Может, оттого пытался так скоро определить след, по которому двинулся отряд ордината. Те пытались их запутать, увести в сторону вслед за частями отряда, на которые тот разделил Заславский. Но Лешко, как опытную гончую собаку, взявшую след, невозможно было сбить, и когда стал сереть рассветным светом край земли, они заметили вдали всадников, именно тех, кого вел сам ординат. Но вез ли кто-то из тех шести всадников ребенка, надежно укрыв плащом? Не поступил ли Лешко неразумно, доверившись своей интуиции, которая шепнула ему, что Заславский не доверит сына тем пахоликам, что уехали из земель Ежи разными путями?
— Анджей! — вдруг воскликнула остроглазая Ксения, прикусив губу, и только пришпорила Ласку, разглядев на повороте маленькую голову впереди одного из всадников. Лешко и успел крикнуть тогда, пытаясь удержать ее от бесполезного порыва:
— Стой! Стой! Нам не догнать их! Они ехали неспешно, мы же гнали коней, как клятые. Уйдут, пся крев, уйдут! — а потом схватил за узду Ласку, заставляя ту замедлить ход. — Перебьешь их издали. Это самым разумным будет. Пана ордината первым бей, смотри. То нужно. Люди замедлятся, растеряются на миг. Потом пустишь в стрелу того, что поболе остальных с виду, поняла? А после и мы налетим и добьем четвертых. Но пана ордината первого, Кася! Первого! Поняла?

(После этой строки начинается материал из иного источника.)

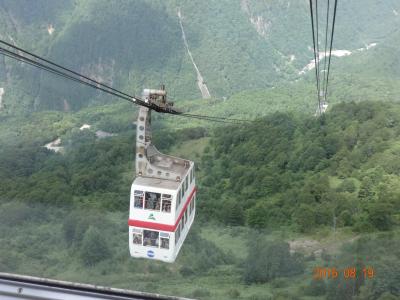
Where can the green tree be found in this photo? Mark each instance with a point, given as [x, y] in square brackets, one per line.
[94, 247]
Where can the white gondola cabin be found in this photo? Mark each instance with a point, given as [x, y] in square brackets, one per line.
[163, 195]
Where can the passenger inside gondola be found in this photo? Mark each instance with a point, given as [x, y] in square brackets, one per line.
[139, 197]
[152, 201]
[137, 238]
[150, 238]
[166, 207]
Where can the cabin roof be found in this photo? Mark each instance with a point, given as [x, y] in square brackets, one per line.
[157, 183]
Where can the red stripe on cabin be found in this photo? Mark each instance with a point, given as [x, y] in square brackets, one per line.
[160, 226]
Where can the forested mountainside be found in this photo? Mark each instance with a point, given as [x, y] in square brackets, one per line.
[333, 180]
[278, 196]
[283, 170]
[235, 45]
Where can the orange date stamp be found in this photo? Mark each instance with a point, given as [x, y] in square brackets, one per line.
[347, 273]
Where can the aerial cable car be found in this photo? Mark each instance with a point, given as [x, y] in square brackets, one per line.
[163, 193]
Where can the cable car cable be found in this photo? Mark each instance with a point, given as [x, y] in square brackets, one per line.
[326, 47]
[111, 90]
[315, 55]
[330, 50]
[117, 93]
[63, 68]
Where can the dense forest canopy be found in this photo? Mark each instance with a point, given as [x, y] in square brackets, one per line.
[278, 196]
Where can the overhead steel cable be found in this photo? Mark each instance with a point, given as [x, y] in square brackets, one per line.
[64, 68]
[326, 47]
[315, 54]
[54, 71]
[98, 85]
[330, 49]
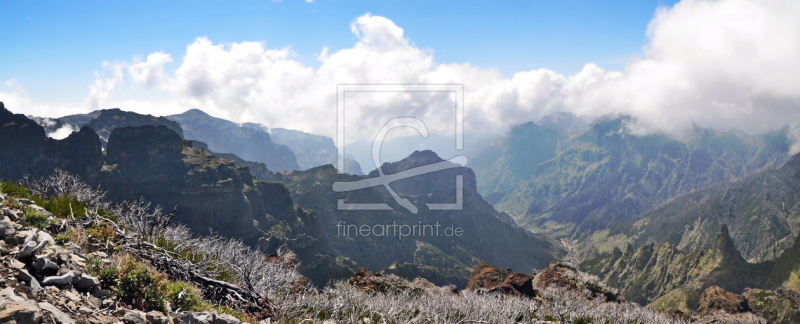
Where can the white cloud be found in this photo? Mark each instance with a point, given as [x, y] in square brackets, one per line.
[724, 64]
[62, 132]
[100, 90]
[151, 71]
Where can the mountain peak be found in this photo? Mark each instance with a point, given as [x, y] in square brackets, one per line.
[723, 244]
[195, 112]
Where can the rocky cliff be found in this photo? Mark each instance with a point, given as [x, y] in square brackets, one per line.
[154, 163]
[228, 137]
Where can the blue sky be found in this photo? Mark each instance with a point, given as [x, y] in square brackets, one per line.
[725, 64]
[53, 48]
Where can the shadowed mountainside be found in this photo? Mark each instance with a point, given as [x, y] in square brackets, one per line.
[761, 211]
[487, 234]
[226, 136]
[662, 276]
[575, 185]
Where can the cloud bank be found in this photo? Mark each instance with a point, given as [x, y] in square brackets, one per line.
[723, 64]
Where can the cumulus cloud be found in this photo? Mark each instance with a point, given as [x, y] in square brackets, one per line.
[150, 72]
[724, 64]
[100, 90]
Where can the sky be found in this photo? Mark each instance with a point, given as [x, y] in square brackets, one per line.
[671, 65]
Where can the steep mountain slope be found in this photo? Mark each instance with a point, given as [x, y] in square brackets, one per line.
[225, 136]
[663, 276]
[761, 211]
[487, 234]
[311, 150]
[154, 163]
[109, 119]
[574, 185]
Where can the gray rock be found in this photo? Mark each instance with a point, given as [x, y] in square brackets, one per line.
[58, 316]
[15, 215]
[25, 201]
[204, 318]
[132, 318]
[156, 317]
[7, 296]
[94, 301]
[226, 319]
[22, 312]
[86, 281]
[101, 293]
[16, 265]
[59, 280]
[73, 246]
[71, 296]
[23, 275]
[7, 229]
[108, 303]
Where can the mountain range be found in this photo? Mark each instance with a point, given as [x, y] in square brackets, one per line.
[294, 211]
[574, 185]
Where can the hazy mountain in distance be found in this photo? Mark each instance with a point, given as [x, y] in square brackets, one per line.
[574, 185]
[109, 119]
[487, 233]
[567, 122]
[102, 121]
[761, 211]
[662, 276]
[226, 136]
[153, 162]
[311, 150]
[80, 119]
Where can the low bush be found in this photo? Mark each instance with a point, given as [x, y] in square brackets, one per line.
[14, 189]
[109, 276]
[102, 231]
[184, 296]
[141, 287]
[35, 218]
[62, 239]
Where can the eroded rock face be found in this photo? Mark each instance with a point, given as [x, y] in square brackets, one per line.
[25, 149]
[155, 163]
[715, 299]
[487, 276]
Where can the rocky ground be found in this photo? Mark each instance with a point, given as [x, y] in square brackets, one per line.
[44, 282]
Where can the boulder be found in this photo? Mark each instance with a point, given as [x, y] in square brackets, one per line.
[24, 275]
[7, 296]
[487, 276]
[132, 318]
[27, 312]
[7, 229]
[56, 314]
[517, 284]
[86, 281]
[204, 318]
[156, 317]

Ксения кивнула растерянно, быстро достала из-за спины самострел и зарядила его спышными движениями. То расстояние, что разделяло ныне отряд Владислава и преследователей, было для ее глаза невелико. Главное, успеть сбить цели с лошадей до того, как всадники въедут в небольшую рощицу, к которой погнали коней, заметив позади преследователей, стараясь укрыться меж тонких стволов и длинных ветвей от стрел самострелов, от пуль, что могли быть пущены из стволов тяжелых пищалей в руках хлопов.
Ксения вскинула самострел и прицелилась во Владислава, стараясь попасть стрелой в местечко сразу под шеей, обрывая нить жизни или навеки обездвиживая намеченную цель, как когда-то советовал ей Лешко. «Анджей», повторяла она себе снова и снова, как заведенная, «я не могу потерять его. Не могу потерять сына, когда уже утратила все, что было так дорого. Только не он…»
— Стреляй! — громко прошипел Лешко, заметив, что Ксения замерла нерешительно. — Ты дашь ему уйти?! Он увезет Андруся за стены замка, спрячет его от тебя, и ты никогда не сумеешь вернуть его себе, как бы ни пыталась сделать то. Никогда! Так что не медли, стреляй!